La révolution allemande qui vient était espérée par les bolcheviks depuis 1917. L'attente n'a en définitive pas été longue, et Zinoviev voit dans son déroulement la garantie de sa victoire :
« Les événements d'Allemagne se déroulent avec l'inexorabilité du destin. Le chemin qui a demandé à la révolution russe douze années, de 1906 à 1917, aura été parcouru par la révolution allemande en cinq années, de 1918 à 1923. Au cours des derniers jours, les événements se sont particulièrement précipités. D'abord la « coalition », puis la « grande coalition », ensuite la « korniloviade » (les événements de Bavière ! ), le ministère des spécialistes, des « personnalités, et maintenant, de nouveau quelque chose comme une « grande coalition » — en un mot, incessant tourbillon ministériel. Ceci « en haut ». Mais, « en bas », dans les masses, bouillonne l'effervescence, débute le combat qui, à court terme, va décider du destin de l'Allemagne. La révolution prolétarienne frappe à la porte de l'Allemagne. Il faudrait être aveugle pour ne pas le voir.
Les événements prochains auront une signification historique mondiale. Encore quelque temps, et chacun verra que cet automne de l'année 1923 marque un tournant, non seulement pour l'histoire de l'Allemagne, mais pour celle de l'humanité tout entière. De ses mains frémissantes, le prolétariat tourne la page capitale de l'histoire de la lutte mondiale du prolétariat. Un nouveau chapitre s'ouvre de l'histoire de la révolution prolétarienne mondiale » [1].

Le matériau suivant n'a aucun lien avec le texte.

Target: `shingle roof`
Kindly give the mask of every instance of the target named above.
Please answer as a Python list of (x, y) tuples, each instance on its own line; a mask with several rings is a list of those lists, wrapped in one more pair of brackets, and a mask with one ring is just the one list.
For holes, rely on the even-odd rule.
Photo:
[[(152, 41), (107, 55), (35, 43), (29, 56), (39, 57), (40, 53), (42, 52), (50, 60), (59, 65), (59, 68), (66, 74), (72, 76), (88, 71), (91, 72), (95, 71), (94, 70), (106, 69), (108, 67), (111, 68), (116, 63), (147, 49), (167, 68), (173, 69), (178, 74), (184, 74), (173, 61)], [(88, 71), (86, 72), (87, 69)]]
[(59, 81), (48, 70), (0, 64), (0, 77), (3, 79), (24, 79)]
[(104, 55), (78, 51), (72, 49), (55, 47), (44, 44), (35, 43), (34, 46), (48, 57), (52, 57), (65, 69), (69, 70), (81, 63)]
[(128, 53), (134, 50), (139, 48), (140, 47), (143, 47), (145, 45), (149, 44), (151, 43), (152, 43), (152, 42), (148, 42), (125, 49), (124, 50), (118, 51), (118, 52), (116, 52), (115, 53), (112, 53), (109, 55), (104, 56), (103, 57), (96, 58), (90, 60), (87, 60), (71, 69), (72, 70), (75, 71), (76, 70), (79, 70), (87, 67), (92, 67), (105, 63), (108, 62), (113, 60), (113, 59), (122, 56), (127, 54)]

Il ne peut subsister aucun doute quant au contenu social de la révolution imminente : les statistiques prouvent qu'en Allemagne les ouvriers sont deux fois plus nombreux que toutes les autres catégories sociales réunies. Ils ont jusqu'à maintenant dans leur majorité plus ou moins suivi la social-démocratie contre-révolutionnaire, mais sont précisément en train de se détourner d'elle :
« La révolution allemande qui vient sera une révolution prolétarienne de classe : 22 millions de travailleurs — le cœur du prolétariat international, le capital de départ de la révolution mondiale. La Russie avait en 1917 de 8 à 10 millions d'ouvriers au plus, sur une population totale de 160 millions. L'Allemagne compte plus de 20 millions d'ouvriers pour une population totale de 60 millions. Chez nous, la classe ouvrière n'était qu'une minorité infime. En Allemagne, au contraire, elle constitue l'élément principal, la majorité de la population. Les ouvriers allemands, presque sans exception, savent tous lire et écrire. Ils sont passés par une magnifique école d'organisation. Ils sont cultivés. Une grande partie d'entre eux a servi dans l'armée au cours de la guerre impérialiste (l'armée allemande comptait dans les années 1914-1918 un fort pourcentage d'ouvriers) et c'est pourquoi ils seront les meilleurs soldats de la révolution. Ils ont connu avec la social-démocratie une dure école, mais ils y ont également beaucoup appris» [2].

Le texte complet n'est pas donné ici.